A 1916-17 prison autograph book from Reading Gaol with contributions from Seán T O’Kelly, Tomás MacCurtain, Arthur Griffith, Eamon de Valera, Eoin MacNeill and others is estimated at €3,000-€5,000.

De Valera’s prison autograph book from Dartmoor, 1917 carries the same estimate (pictured above).
Each of the 30 pages is ruled into four sections with the name, address, prisoner number and sentence filled out by each inmate. To some of these de Valera has added a code, LX or DX. Among the entries are Eoin MacNeill, Piaras Béaslaí and Count Plunkett.
An autograph album with 60 signatures (pictured below), including Michael Collins, W T Cosgrave, Thomas Ashe, Harry Boland, Eamon de Valera, Countess Markievicz, Arthur Griffith, Kathleen Clarke, Mrs Eamon Ceannt, Austin Stack and Madame O’Rahilly is estimated at €2,000-€3,000.

There is more than 100 lots devoted to The Rising in a sale of 500 items ranging in date from 1000 BC to 2000 AD.
An original copy of The Proclamation is, at €250,000-€350,000, the most expensively estimated lot.

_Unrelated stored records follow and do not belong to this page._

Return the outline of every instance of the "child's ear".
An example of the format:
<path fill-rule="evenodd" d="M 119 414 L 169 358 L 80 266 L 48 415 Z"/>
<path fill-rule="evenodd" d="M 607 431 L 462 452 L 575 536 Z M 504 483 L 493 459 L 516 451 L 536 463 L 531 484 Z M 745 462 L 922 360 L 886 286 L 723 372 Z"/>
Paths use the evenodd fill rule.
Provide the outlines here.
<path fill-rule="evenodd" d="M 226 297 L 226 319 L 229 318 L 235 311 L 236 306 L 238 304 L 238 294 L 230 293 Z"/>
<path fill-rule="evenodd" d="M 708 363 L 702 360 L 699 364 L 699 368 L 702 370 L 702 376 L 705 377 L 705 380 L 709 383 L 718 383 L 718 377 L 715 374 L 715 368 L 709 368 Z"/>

Curiousities include the horsehair full bottomed judge’s wig (pictured below) made for Irish County Court Judge John William Hynes, estimated at €800-€1,000.

He was junior to Lord Chief Justice O’Brien who earned the nickname “Peter the Packer” for his policy of ensuring that juries were always pro-government in any trial of a remotely political nature.

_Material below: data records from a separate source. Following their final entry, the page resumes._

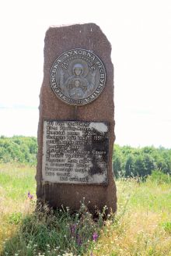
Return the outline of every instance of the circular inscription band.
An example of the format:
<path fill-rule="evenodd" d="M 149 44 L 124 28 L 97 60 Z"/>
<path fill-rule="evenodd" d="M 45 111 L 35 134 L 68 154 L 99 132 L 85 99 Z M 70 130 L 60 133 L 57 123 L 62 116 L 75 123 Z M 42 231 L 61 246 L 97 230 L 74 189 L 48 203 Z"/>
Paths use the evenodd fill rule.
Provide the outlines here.
<path fill-rule="evenodd" d="M 82 105 L 94 101 L 106 84 L 101 59 L 85 49 L 72 49 L 56 59 L 50 73 L 51 86 L 61 101 Z"/>

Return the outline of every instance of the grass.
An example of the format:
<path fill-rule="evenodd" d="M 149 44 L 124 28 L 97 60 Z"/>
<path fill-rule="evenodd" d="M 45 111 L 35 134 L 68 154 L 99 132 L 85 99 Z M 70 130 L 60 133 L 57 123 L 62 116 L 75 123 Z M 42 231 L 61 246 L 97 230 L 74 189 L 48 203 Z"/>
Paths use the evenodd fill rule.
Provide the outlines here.
<path fill-rule="evenodd" d="M 1 255 L 171 255 L 169 183 L 117 180 L 117 215 L 95 222 L 83 202 L 72 215 L 34 212 L 34 176 L 35 168 L 0 165 Z"/>

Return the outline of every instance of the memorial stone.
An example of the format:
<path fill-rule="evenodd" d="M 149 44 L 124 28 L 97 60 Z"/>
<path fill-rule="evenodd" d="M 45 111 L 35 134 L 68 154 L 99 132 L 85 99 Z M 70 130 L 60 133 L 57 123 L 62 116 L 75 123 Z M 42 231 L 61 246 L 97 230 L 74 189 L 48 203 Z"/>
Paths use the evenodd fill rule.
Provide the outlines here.
<path fill-rule="evenodd" d="M 111 46 L 94 23 L 50 27 L 40 95 L 37 201 L 117 208 Z"/>

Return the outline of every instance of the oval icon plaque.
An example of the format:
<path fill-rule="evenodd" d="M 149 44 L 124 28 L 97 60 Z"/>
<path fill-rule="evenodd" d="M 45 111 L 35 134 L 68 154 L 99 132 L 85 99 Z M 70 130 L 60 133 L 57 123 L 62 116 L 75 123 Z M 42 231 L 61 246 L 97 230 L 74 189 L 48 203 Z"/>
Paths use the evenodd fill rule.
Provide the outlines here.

Hynes, who became County Court Judge in Cork in 1916 was a noted cricketer who stills holds the record for the highest scores made by a university batsman in a First XI fixture with 241 runs for Dublin University against the Dublin Garrison XI.
The sale is on view at Whyte’s on Molesworth St, Dublin from 10am to 5pm today.
The venue for tomorrow’s sale is Freemason’s Hall on Molesworth Street.
Whyte’s say it it the largest and most important auction of memorabilia relating to the Rising.